MRI was able to diagnose all the cases of lipoma arborescens in the current series, all complained of painless swelling of the knee and they appear in MRI as intra-articular frond like fat-containing masses at the supra-patellar region (high signal at T1, T2, and suppressed at STIR) and was proved by arthroscopy in agreement with Pushpender Gupta et al. [18] who reported similar clinical presentation, and reported its more common predilection to the supra-patellar recess of the knee. He also mentioned that the MRI findings of intra-articular frond like fat-containing masses with added joint effusion are characteristic feature for lipoma arborescens.

We encountered one case (3.1%) with synovial ganglion cyst in the current study in agreement with Sayaka Kodaira1 et al. [25] and Partha Saha et al. [26] who reported similar rare incidence.

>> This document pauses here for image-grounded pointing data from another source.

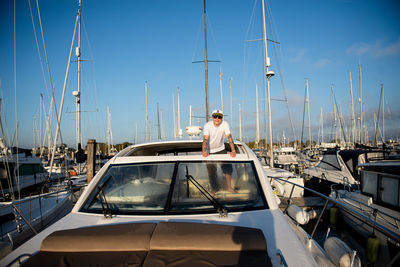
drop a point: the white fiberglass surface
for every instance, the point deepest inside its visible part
(176, 188)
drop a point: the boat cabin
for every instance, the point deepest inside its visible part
(381, 181)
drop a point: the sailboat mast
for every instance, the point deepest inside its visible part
(173, 113)
(41, 124)
(334, 114)
(179, 114)
(353, 119)
(158, 122)
(269, 74)
(220, 88)
(108, 130)
(205, 61)
(257, 119)
(230, 89)
(322, 127)
(146, 127)
(240, 123)
(361, 109)
(383, 114)
(78, 97)
(308, 111)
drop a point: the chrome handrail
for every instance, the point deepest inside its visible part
(389, 233)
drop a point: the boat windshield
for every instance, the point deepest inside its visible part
(176, 188)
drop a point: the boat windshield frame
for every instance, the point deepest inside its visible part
(165, 199)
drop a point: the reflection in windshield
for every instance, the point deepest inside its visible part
(145, 188)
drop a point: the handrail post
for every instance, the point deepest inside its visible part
(22, 216)
(319, 218)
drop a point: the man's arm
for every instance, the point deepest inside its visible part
(204, 146)
(230, 141)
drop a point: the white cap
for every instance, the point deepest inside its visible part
(217, 112)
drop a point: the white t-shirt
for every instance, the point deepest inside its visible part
(216, 135)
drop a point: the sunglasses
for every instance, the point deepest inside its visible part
(217, 116)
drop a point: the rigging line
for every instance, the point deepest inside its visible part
(377, 120)
(5, 119)
(304, 113)
(63, 94)
(15, 97)
(95, 91)
(48, 65)
(38, 50)
(340, 120)
(250, 27)
(272, 23)
(213, 38)
(197, 38)
(5, 162)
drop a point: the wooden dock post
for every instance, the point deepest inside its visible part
(91, 161)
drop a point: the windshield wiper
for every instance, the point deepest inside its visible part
(223, 212)
(104, 204)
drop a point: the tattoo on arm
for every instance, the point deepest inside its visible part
(204, 146)
(230, 141)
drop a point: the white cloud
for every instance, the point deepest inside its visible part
(375, 49)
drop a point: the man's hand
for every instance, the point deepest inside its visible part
(204, 146)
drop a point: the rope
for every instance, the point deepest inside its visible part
(48, 66)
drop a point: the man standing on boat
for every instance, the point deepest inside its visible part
(214, 134)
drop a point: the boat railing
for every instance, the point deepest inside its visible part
(23, 208)
(388, 218)
(384, 230)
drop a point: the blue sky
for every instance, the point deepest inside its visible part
(127, 43)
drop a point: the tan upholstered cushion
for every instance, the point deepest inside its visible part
(210, 237)
(117, 237)
(190, 258)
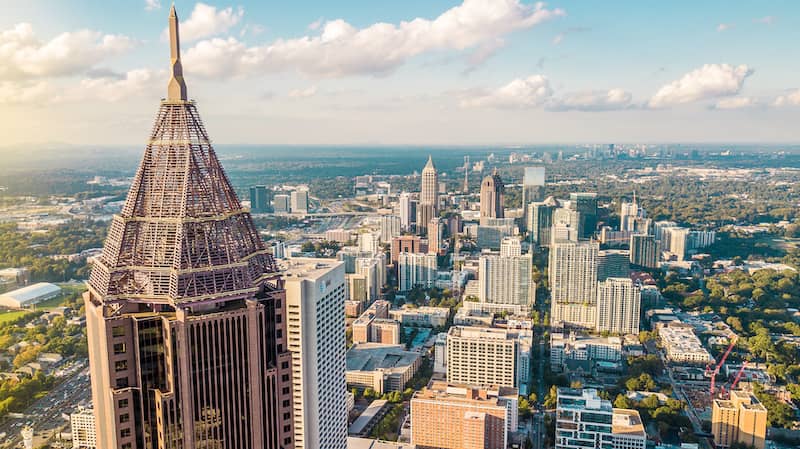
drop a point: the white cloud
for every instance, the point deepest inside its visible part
(707, 82)
(23, 55)
(530, 92)
(610, 100)
(303, 93)
(152, 5)
(340, 49)
(736, 103)
(791, 98)
(206, 21)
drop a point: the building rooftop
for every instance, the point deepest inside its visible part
(374, 356)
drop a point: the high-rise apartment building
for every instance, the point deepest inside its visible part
(618, 306)
(83, 429)
(584, 420)
(573, 283)
(492, 197)
(185, 306)
(463, 417)
(260, 201)
(489, 356)
(315, 295)
(428, 207)
(644, 251)
(740, 419)
(415, 269)
(299, 200)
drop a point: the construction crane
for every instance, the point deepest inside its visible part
(719, 365)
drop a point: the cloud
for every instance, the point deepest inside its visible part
(152, 5)
(736, 103)
(791, 98)
(206, 21)
(591, 101)
(707, 82)
(340, 49)
(24, 56)
(303, 93)
(530, 92)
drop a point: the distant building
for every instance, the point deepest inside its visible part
(260, 201)
(741, 419)
(29, 296)
(463, 417)
(315, 296)
(618, 306)
(83, 429)
(383, 368)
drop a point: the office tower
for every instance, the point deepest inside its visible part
(463, 417)
(506, 280)
(586, 204)
(741, 419)
(567, 225)
(532, 186)
(315, 295)
(407, 215)
(489, 356)
(573, 283)
(510, 247)
(415, 269)
(281, 203)
(83, 429)
(260, 200)
(644, 251)
(584, 420)
(540, 223)
(613, 263)
(299, 199)
(390, 227)
(185, 307)
(406, 244)
(428, 207)
(492, 197)
(618, 306)
(435, 235)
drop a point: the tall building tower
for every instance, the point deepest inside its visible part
(428, 206)
(492, 197)
(618, 304)
(573, 283)
(315, 296)
(185, 308)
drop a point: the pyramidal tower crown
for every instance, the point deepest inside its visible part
(182, 236)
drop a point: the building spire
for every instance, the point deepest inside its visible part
(176, 89)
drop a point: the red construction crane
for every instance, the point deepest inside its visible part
(719, 365)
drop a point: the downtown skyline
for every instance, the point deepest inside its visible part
(417, 73)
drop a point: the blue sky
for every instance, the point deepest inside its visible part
(417, 72)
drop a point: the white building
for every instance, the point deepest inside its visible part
(315, 295)
(618, 306)
(416, 269)
(83, 428)
(573, 283)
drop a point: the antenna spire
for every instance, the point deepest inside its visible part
(176, 89)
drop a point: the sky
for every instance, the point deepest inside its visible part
(421, 72)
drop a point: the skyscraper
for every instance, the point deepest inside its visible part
(315, 296)
(492, 197)
(185, 308)
(573, 282)
(428, 207)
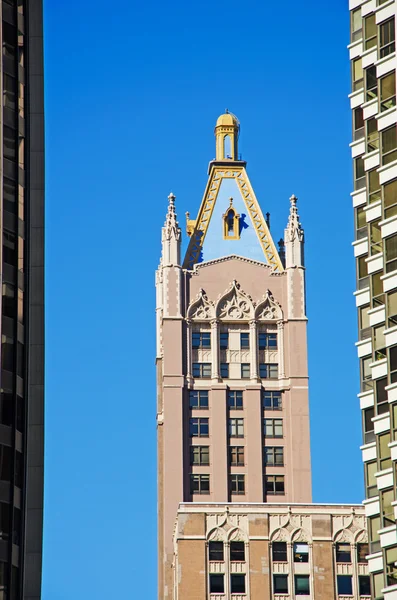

Sayaka Kodaira1 et al. [25] reported that intra-articular ganglion cysts are frequently seen in the dorsal wrist, shoulder, and palm but rarely to be intra-articular in the knee joint, usually detected as incidental MRI findings. Knee ganglion cysts may arise from both menisci, cruciate ligaments, subchondral bone, or popliteal tendon. The differential diagnosis of it may include synovial chondromatosis, PVNS, synovial hemangioma, and meniscal or parameniscal cysts.

Intra-articular ganglion cysts are frequently seen in the dorsal wrist, shoulder, and palm but rarely to be intra-articular in the knee joint, usually detected as incidental MRI findings [1, 2, 7, 27].

In our study, the ganglion cyst was located at the infrapetallar region (Hofa’s fat) near the meniscus displaying low signal at T1, mixed low and high signal at T2 and STIR, and was confirmed by arthroscopic removal of the lesion in agreement with [26].

Synovial hematoma was observed in one patient (3.1%) of the study group patients with history of trauma; CT in this patient reveals no fracture lines and US reveals effusion; MRI reveals mass-like lesion within the effusion displaying low signal hematoma with blooming effect at T2 in agreement with Vishal Kumar Jain et al. [28] who mentioned that in intra-articular hemorrhage regardless the cause, iron-containing hemosiderin is kept in synovial tissue forming proliferative reaction and rusty discoloration. This hemosiderin causes typical T2WI blooming along the synovium, as seen in our patient. This blooming due to synovial hemorrhage can occur in many instances as in hereditary clotting factor deficiency diseases (e.g., hemophilia), trauma, use of anticoagulant, psoriatic or rheumatoid arthritis, collagen diseases, osteoarthritis, hemochromatosis, PVNS, sickle cell anemia, scurvy, synovial hemangioma, and myeloproliferative diseases.

The concordance of MRI in relation to the gold standard was 96.6% accuracy, 91.7% sensitivity, 99% specificity, 52.3% PPV, and 99.9% NPV in agreement with Patrick et al. [2] and Scott Evans et al. [11] who mentioned difficulty for MRI to predict malignant transformation of synovial chondromatosis.

Using weighted kappa statistic, the inter-observer agreement for evaluating the intra-articular synovial lesions was 0.86 denoting excellent agreement in agreement with [6].

Limitation of the study is small number of patients that hinders us from studying other synovial intra-articular lesions during the study duration; large multicenter study is of value for better understanding of other varieties not encountered in our study.

Conclusion

In conclusion, good correlation was observed between MRI and arthroscopy in diagnosis of intra-articular synovial masses and mass-like lesions.